Timothy Graham snorted with a dismissive burst that Ricky imagined had been used on slacker students for years and was likely to freeze them with fear but in this context spoke more of impotence and frustration.
“The local police,” he said briskly, “are idiots. Complete idiots. They blithely tell me that unless there exists substantial and credible evidence that Mindy is actively being stalked by someone, there’s nothing they can do. They want some sort of overt act. In other words, she has to actually be attacked first. Idiots. They believe that the letter and the enclosures are practical jokes. Probably upperclassmen at the academy. Maybe somebody I gave a lousy grade to last term. Of course, that’s not outside the realm of possibility around here, but…” The history professor paused. “Why don’t you tell me about your former patient? Is he a sex criminal?”
Ricky hesitated himself, then said, “No. Not at all. This doesn’t sound like him at all. Really, he’s harmless. Just irritating.”
He wondered if his nephew would hear the lies in his voice. He doubted it. The man was furious, flustered, and outraged, and was unlikely to have the ability to recognize a departure from the truth for some time.
Timothy Graham was silent for a moment. “I will kill him,” he said coldly. “Mindy has been in tears all day. She thinks there’s someone out there who wants to rape her. She’s just fourteen and never hurt a soul in her life and is impressionable as hell and she’s never been exposed to that sort of filth before. It seems like only yesterday she was still into teddy bears and Barbie dolls. I doubt she’ll sleep much tonight, or for the next couple of days. I just hope that the fright hasn’t changed her.”
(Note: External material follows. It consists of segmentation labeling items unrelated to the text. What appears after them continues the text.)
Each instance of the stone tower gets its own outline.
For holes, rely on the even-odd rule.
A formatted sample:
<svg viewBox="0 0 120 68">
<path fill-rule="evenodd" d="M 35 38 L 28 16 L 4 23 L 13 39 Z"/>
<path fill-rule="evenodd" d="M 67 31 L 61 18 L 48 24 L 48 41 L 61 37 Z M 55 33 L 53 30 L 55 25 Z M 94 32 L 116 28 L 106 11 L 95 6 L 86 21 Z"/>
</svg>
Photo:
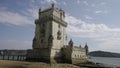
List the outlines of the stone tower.
<svg viewBox="0 0 120 68">
<path fill-rule="evenodd" d="M 36 29 L 33 39 L 33 59 L 56 62 L 61 58 L 61 48 L 66 45 L 65 13 L 56 8 L 39 9 L 39 18 L 35 20 Z"/>
</svg>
Ricky didn’t say anything, and the history teacher continued after pausing to catch his breath.
“Is that possible, Uncle Frederick? You’re the damn expert. Can someone have their life changed that quickly?”
Again he didn’t reply, but the question echoed within him.
“… It’s awful, you know. Just awful,” Timothy Graham burst out. “You try so hard to protect your children from how sick and evil the world really is, then let your guard down for a second and blam! It hits you. Maybe this isn’t the worst case of lost innocence you’ve ever heard of Uncle Frederick, but, then, you’re not listening to your beloved little girl who never hurt a single soul in her entire life, crying her eyes out on her fourteenth birthday because someone somewhere means her harm.”
And with that, the history professor hung up the telephone.
Ricky Starks leaned back at his desk. He let a long, slow breath of air whistle between his front teeth. In a way, he was both upset and intrigued by what Rumplestiltskin had done. He sorted through it rapidly. There was nothing spontaneous about the message he’d sent to the teenage girl; it was calculated and effective. He’d obviously put in some time studying her as well. It also showed some skills that Ricky guessed he would be wise to take note of. Rumplestiltskin had managed to avoid security at a school, and had the burglar’s ability to open a lock without destroying it. He was able to leave the school equally undetected and then travel straight down the highway from Western Massachusetts to New York City to leave his second message in Ricky’s waiting room. The timing wasn’t difficult; the drive wasn’t long, perhaps four hours. But it denoted planning.